To repair a wooden frame you will need, shop rags, a box knife, painters tape, small can of wood putty, a hammer, screwdriver, small woodscrews, finish nails, glue, wood stripper, paint or stain (probably both), sandpaper (both fine and coarse), a putty knife or plastic scraper, and sponges and brushes for applying the stripper, stain or paint and clear wood varnish. Gloves to protect your hands from the paint stripper and a mask for the fumes are also going to be needed. You may not use all of these; it depends on the type of repairs you are planning to do to the frame.

To repair a metal frame, you will need ), shop rags, sandpaper (both fine and coarse), metal primer, a mask to protect yourself from paint fumes, protective goggles, several cans of spray metal paint (matte finish) and can of clear metal varnish. Gloves to protect your hands from the paint are also going to be needed.

REPAIR & REFURBISHING

Metal Frame: begin by taking the glass or plexi out of the frame and setting it aside in a safe place. You will be re-using it so make sure you put it somewhere it won’t be damaged while you are working. Remove any backing or hanging system attached and examine the frame carefully. Sand out any rust spots using the coarse sandpaper and follow up by smoothing with the fine sandpaper. Depending on the deepness of the scratches you may elect to use either grade of sandpaper to smooth out any scratches. Wipe the frame to remove any excess dust left over from sanding. Lay the frame out flat and spray with primer using a side-to-side motion allow to dry and repeat until completely covered. Do NOT rush this process. Applying too many coats of paint too fast will cause it to run! Allow the primer to dry overnight and repeat process with the metal paint using the same technique on the 2nd day. The next day you may apply the clear varnish. On the fourth day you can replace the glass or plexi into frame and Wallah! You have a ready to use frame!

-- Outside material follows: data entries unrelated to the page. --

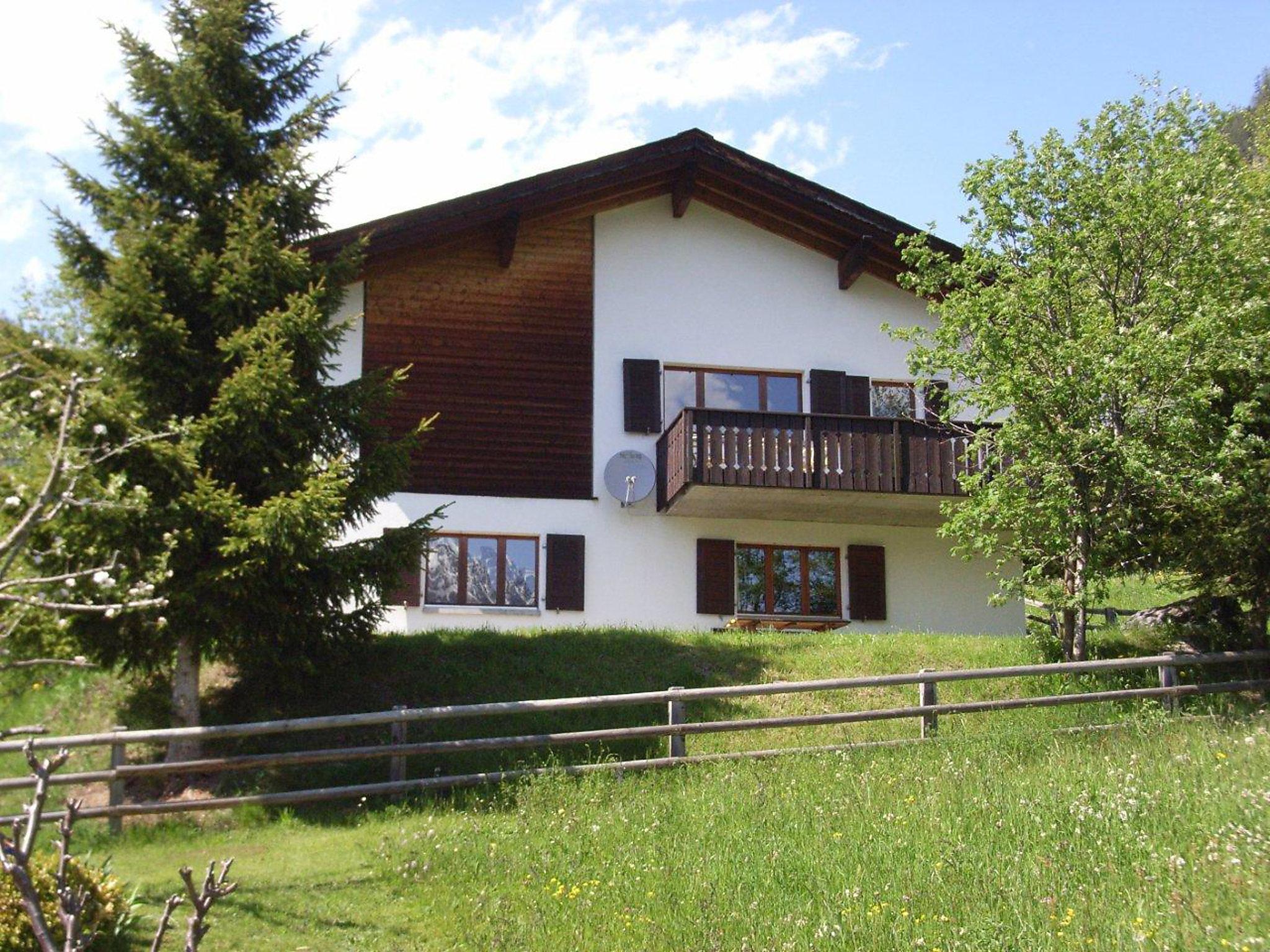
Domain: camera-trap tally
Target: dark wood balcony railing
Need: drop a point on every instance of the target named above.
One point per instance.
(809, 451)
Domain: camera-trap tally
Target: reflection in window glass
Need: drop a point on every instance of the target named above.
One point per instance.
(893, 400)
(732, 391)
(786, 582)
(521, 583)
(791, 580)
(681, 390)
(822, 570)
(482, 571)
(442, 571)
(751, 582)
(783, 395)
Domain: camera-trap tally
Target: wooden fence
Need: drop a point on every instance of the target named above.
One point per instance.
(676, 728)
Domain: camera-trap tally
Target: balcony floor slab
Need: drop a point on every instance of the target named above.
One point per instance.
(808, 506)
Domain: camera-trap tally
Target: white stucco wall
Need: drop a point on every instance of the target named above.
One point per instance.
(710, 289)
(349, 362)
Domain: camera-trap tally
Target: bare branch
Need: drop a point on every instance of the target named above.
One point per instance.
(215, 888)
(79, 662)
(166, 920)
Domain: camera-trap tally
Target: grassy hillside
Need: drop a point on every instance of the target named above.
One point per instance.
(1152, 837)
(461, 667)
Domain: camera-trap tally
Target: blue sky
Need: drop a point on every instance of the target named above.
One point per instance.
(886, 102)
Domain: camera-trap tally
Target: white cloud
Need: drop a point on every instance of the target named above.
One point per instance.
(36, 271)
(804, 148)
(328, 20)
(60, 66)
(438, 113)
(17, 205)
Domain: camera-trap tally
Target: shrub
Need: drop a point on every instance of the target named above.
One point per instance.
(109, 912)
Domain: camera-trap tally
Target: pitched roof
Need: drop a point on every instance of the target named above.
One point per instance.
(691, 165)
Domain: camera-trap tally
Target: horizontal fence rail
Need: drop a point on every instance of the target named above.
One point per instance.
(926, 712)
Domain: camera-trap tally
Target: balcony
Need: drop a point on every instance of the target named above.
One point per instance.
(809, 467)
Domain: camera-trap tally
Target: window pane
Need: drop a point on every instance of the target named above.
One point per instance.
(681, 390)
(788, 582)
(442, 571)
(482, 571)
(521, 583)
(893, 400)
(824, 582)
(751, 582)
(783, 394)
(732, 391)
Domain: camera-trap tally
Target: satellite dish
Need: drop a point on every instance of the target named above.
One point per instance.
(629, 477)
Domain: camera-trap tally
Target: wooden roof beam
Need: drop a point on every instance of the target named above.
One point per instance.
(853, 263)
(681, 192)
(505, 238)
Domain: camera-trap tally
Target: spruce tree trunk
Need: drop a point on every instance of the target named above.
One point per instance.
(184, 697)
(1068, 614)
(1259, 616)
(1080, 579)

Wood Frame: begin by removing any canvas, hanging hardware and leftover backing paper from the frame. Do any repair work requiring nails or screws and then cover the linen mat with the painters tape, cutting off any excess tape in the corners with the box knife. Remove any sharp edges on the front of the frame by sanding them smooth. If you plan to re-stain the frame, follow the directions on the wood stripper for removing the varnish. This will cause the wood to swell a little bit. Let it dry overnight and then touch up with the sandpaper. Wipe the frame clean of any sanded residue, fill any cracks or holes with wood putty you have prepped by adding the stain to match the color (if you are going to paint over it, it isn’t necessary to prep the wood putty with color). Wipe off any excess stain and allow it to dry overnight (staining may also cause the wood to swell). The next day smooth over any raised edges left over from the stain before applying the coat of clear varnish.  Allow the varnish to set overnight. If you have painted the frame you can skip this step, although the extra varnish coat will provide some protection, it will also tend to show scratches later. You are now ready to repair the mat.

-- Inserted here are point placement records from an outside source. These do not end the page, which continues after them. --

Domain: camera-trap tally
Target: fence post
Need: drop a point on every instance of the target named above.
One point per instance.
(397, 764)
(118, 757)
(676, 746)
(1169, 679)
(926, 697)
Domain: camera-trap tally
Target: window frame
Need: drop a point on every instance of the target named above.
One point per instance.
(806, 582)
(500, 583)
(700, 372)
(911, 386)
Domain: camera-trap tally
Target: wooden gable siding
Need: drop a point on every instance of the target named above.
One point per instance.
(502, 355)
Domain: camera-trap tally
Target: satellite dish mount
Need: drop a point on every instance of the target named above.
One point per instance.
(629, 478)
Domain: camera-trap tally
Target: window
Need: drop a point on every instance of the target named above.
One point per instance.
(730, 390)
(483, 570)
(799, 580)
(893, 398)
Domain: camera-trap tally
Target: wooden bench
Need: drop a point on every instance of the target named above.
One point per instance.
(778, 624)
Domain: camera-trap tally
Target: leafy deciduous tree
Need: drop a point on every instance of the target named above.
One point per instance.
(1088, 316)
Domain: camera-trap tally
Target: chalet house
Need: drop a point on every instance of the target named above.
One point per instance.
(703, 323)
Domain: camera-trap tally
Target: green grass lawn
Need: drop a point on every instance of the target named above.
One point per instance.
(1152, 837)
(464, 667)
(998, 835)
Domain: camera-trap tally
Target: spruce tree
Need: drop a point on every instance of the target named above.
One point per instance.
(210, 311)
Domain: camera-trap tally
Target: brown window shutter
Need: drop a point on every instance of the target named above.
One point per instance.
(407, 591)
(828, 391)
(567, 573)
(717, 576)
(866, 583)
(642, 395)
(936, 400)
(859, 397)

The Linen Mat: remove the painters tape from the mat and apply new strips of tape to the newly varnished or painted frame. If there is a dark stain, you may want to apply a small mixture of household bleach to the stain before repainting it. Once the stain is gone, rinse off the bleach with a soft sponge and allow the linen to dry. If the mat is torn use a small amount of glue and press it down firmly, making sure there  are no lumps of glue left.

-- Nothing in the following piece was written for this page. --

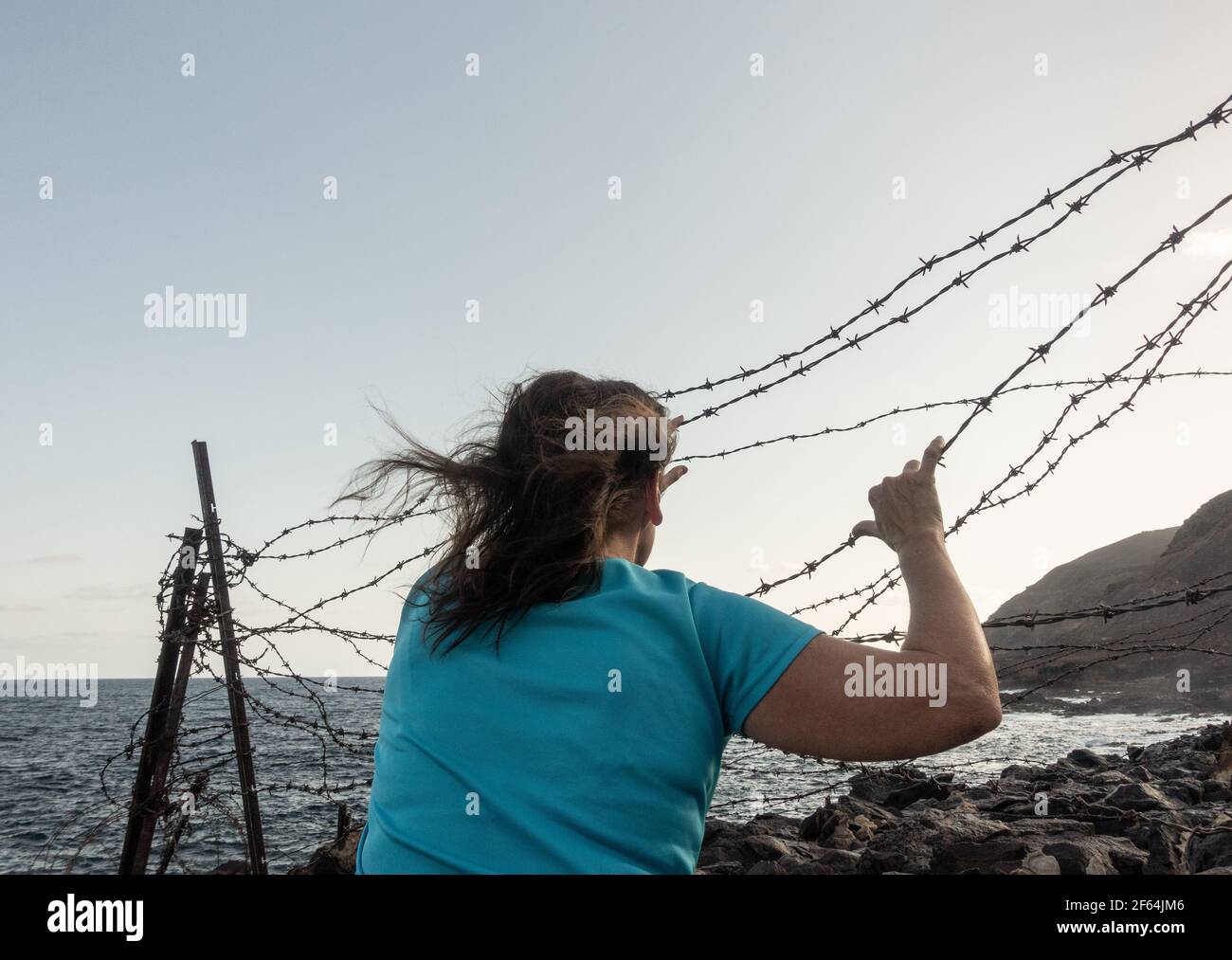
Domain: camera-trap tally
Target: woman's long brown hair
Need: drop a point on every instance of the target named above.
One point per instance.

To paint the linen mat I find that Acrylic paints work best. After selecting your color (I prefer either Unbleached Titanium or Parchment) Thin and extend acrylic paint with a textile medium or water. Many artists prefer to a water-soluble medium to produce a smoother finish to the final product. You want the paint to be thin but not runny. Using a small brush, lightly apply several coats of this mixture to the linen mat, allowing to dry between coats. Once you are satisfied with the color remove the painters tape from the wood part of the frame and you are ready to frame your art.